Here’s a new paper in Nature Chemical Biology that might be lifting the lid on a poorly-understood set of side effects. A multi-institution team (centered in Vienna) has taken peripheral blood mononuclear cells (PBMCs, basically the leukocytes and monocytes) from a single patient and looked for immunomodulatory effects of known drugs. (The single-patient route minimizes the background immune effects that would show up if you mixed samples). They’ve used a suite of different fluorescent antibody reagents to characterize the various cellular subtypes, and looked for cell-cell interactions via high-content microscopy assays.
I’m no immunologist, but I don’t recall having seen anything on this scale before. The team looked at 1,402 small molecule drugs (approved or investigational), along with several biologics (whose immune effects are better worked out) as controls. They first induced higher immune activity by exposing the cells to vesicular stomatitis virus (VSV), which is widely used for such purposes, and once this interferon-based response was underway, they screened compounds in quadruplicate over 7,680 wells, and stained various pairwise interactions between the PBMCs.
For starters, they found that 80 compounds decreased the VSV infection levels, while 22 increased it (in the latter class were several known antiinflammatory compounds). But they concentrated on the cell-cell interactions. The best data were obtained for CD11c+ monocytes interacting with CD14+ monocytes. Other monocyte/lymphocyte interactions were also picked up, but very few showed up as affecting B-cell/T-cell behavior, or indeed, T-cells with any other cell type. Most of the compounds that altered leukocyte interactions didn’t really have an effect on viral infection.
The screening data suggested that most compounds with activity broke down into three defined groups: the steroidal anti-inflammatories, the NSAIDs, drugs acting on the sympathetic nervous system (various neurotransmitters and receptor-targeting drugs). There were a number of compounds, though, that didn’t fit any of these categories. The steroids and the NSAIDs had the differences that you’d expect from their mechanisms, which is a good sign for the robustness of the assay, and the NSAIDs themselves clustered quite tightly, mechanistically. Several compounds (or classes of compounds) were found to affect CD11c+/CD3+ T cell interactions – quinine drugs and cholesterol-lowering drugs, specifically, and both of these have reported immunomodulation activity consistent with those results. Similarly, GABA ligands had effects on B-cell clustering, while beta-adrenergic compounds had a number of effects on T-cell interactions, both of which have also been reported in the literature.

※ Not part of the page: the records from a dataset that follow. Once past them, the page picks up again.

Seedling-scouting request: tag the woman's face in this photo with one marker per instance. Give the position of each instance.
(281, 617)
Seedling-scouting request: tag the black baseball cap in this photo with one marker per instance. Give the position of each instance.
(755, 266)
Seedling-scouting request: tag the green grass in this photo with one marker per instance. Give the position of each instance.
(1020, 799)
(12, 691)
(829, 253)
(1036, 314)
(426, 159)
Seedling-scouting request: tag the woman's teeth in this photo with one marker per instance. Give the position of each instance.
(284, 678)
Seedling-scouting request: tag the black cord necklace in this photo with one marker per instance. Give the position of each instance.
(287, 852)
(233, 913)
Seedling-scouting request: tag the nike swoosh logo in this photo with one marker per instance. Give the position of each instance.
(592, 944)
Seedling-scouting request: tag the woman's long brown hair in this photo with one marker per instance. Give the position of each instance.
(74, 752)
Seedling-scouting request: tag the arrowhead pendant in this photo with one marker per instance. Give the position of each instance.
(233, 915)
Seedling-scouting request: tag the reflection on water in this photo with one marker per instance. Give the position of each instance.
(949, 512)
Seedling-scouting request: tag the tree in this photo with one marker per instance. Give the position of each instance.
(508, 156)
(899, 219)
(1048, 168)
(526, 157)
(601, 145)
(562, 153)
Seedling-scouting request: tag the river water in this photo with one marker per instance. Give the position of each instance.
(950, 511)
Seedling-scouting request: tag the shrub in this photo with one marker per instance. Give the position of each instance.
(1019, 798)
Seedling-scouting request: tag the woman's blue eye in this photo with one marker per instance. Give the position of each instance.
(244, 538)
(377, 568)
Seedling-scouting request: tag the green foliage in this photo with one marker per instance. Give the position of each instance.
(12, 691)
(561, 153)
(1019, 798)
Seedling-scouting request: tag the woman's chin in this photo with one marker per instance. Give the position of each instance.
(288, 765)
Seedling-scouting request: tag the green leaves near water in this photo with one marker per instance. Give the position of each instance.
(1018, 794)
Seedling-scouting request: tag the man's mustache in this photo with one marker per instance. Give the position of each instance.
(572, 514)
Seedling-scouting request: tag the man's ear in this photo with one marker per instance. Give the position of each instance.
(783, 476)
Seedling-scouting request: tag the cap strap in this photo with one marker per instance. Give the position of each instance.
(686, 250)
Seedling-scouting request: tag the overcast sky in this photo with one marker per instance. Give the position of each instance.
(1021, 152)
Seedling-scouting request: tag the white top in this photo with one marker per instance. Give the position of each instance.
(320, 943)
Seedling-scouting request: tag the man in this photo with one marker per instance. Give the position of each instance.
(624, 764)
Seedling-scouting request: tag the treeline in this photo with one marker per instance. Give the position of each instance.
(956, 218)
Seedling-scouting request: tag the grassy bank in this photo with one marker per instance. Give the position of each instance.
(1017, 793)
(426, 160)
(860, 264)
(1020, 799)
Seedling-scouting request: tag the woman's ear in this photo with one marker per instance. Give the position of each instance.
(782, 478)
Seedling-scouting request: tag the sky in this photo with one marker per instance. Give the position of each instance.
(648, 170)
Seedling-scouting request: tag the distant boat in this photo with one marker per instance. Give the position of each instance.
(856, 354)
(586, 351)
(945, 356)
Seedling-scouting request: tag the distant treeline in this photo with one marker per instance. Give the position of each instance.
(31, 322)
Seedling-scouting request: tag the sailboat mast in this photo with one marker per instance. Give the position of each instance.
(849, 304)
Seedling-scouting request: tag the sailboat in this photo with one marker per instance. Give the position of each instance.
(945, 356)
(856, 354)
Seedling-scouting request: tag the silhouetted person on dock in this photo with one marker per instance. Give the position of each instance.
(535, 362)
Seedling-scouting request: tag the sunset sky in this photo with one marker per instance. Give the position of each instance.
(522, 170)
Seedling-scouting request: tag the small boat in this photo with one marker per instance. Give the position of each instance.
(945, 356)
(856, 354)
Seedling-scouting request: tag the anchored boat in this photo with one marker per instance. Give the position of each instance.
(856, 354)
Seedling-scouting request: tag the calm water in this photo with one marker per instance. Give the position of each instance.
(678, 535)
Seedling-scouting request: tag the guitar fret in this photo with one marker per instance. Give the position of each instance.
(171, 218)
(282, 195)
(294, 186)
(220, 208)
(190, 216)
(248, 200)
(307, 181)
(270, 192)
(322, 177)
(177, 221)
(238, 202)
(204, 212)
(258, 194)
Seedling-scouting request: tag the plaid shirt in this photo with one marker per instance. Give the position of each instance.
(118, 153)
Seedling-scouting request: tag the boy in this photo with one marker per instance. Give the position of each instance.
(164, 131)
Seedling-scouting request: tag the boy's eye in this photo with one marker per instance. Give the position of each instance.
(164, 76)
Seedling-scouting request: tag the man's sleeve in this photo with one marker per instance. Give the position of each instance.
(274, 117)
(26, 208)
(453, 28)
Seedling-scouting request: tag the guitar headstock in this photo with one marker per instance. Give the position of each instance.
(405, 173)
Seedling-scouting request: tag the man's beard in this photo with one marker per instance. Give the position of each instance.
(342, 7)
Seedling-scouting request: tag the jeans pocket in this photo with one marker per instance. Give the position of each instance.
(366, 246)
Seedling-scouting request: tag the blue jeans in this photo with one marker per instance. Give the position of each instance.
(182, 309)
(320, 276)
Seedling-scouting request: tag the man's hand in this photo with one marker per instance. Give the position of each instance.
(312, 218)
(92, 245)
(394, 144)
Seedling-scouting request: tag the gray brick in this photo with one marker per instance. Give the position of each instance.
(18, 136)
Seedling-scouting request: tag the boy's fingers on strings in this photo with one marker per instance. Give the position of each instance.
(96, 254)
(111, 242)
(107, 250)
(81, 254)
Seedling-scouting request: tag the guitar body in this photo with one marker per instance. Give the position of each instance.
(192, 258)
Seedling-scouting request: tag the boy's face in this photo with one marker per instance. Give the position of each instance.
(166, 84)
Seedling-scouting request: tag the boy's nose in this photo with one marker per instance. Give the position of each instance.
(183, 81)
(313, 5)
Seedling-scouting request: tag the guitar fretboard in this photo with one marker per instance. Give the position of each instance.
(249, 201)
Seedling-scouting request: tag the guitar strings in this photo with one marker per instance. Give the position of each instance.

But the group also uncovered some interactions that had never been reported, specifically with kinase inhibitors. Xalkori (crizotinib), for example, stood out as increasing interactions between CD11c+ cells and CD3+ cells, despite having no known immunomodulation effects in patients. The signal was strong enough that the group tried the same experiment using cells from another donor, where it reproduced. In addition, checking blood from crizotinib-treated patients showed increased surface-expressed MHC-II levels on CD11c+ cells. This same research team had previously identified an interaction between crizotinib and the macrophage-stimulating 1 receptor (MST1R; also called RON), which is homolog of MET, a known target of the drug. This binding (25 nM) seems to be the event behind that MHC effects and the observed cell behavior, a hypothesis that was apparently confirmed by a whole set of further control experiments in different cell lines and animal models.
What this suggests is that crizotinib might well be a valuable addition to several immuno-oncology therapies, and the same might go for some of the other compounds that showed similar profiles in the screen. Here’s the summary:
The finding that crizotinib, a drug in clinical use, may exert some of its antitumor activity through an immunomodulatory effect not only helps define the full mechanism of action, but it also may broaden crizotinib’s therapeutic use to other indications. In general, the modulation of the immune system by small compounds may be a desirable integrated positive effect that is more common than previously expected and that may be a result of their full polypharmacological properties.
That’s worth checking out. Are immunomodulatory assays going to end up as part of the suite of tests that investigational drugs run through as a matter of routine? It’s too soon to say, but this assay’s hit rate (roughly 10%) makes you think that we should at least be keeping an eye out for this sort of thing. The receptor tyrosine kinase inhibitor class in particular looks like it needs closer investigation, because there may be more to them than we’ve realized.